Un allargamento d'organico

    Quando l'on. Mussolini, dopo la facile vittoria della "marcia su Roma", pronunciò il famoso discorso nell'"aula sorda e grigia" di Montecitorio, vantando la propria generosità per non averne fatto, come avrebbe potuto, un luogo di bivacco dei suoi manipoli, stabilì anche la durata della Camera entro un termine variabile da due giorni a due anni, a seconda dei buoni portamenti della pupilla.

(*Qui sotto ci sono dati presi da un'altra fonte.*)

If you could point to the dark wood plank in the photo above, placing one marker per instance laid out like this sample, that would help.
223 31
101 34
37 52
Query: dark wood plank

    Non si può dire che finora l'educanda abbia dato tali prove d'insubordinazione da determinare, per il bene della nazione e del fascismo, la propria immatura fine. Anche quando il Governo ottenesse, colla sua indiscussa abilità, la maggioranza dei quattro terzi prevista dall'on. Farinacci, non é supponibile che ogni tanto non si eleverebbe qualche innocua voce di protesta e di critica agli atti del Governo, e quanto ai pericoli per la solidità del Governo stesso, non ne potevano certamente sorgere da una Camera nelle condizioni di impotenza dell'attuale. Nulla quindi giustifica lo scioglimento della Camera, considerando la cosa dal punto di vista dei rapporti del fascismo verso gli altri partiti, giacché essi riconoscono unanimamente che per ora e per un tempo non definibile un'opposizione attiva al fascismo sarebbe vana e impossibile. E quanto alla situazione del Paese, non mancano buone ragioni per affermare che sarebbe stato conveniente non parlare di nuove elezioni ora che la nazione, come afferma spesso il capo del Governo, ha bisogno di quiete e di raccoglimento per dedicare le sue forze a quell'opera di ricostruzione di cui tanto si riconosce la necessità. D'altra parte, non avendo il fascismo giudicato necessario ricorrere subito alle elezioni per legalizzare col voto popolare la propria conquista, sarebbe stato ragionevole fare appello al corpo elettorale quando il fascismo avesse svolto una larga parte del suo programma di partito di Governo, mentre i capi del fascismo continuano a ripetere che l'azione svolta finora é consistita quasi unicamente dal disbrigo di lavoro arretrato, le cui soluzioni in gran parte erano già state preparate dai Governi precedenti.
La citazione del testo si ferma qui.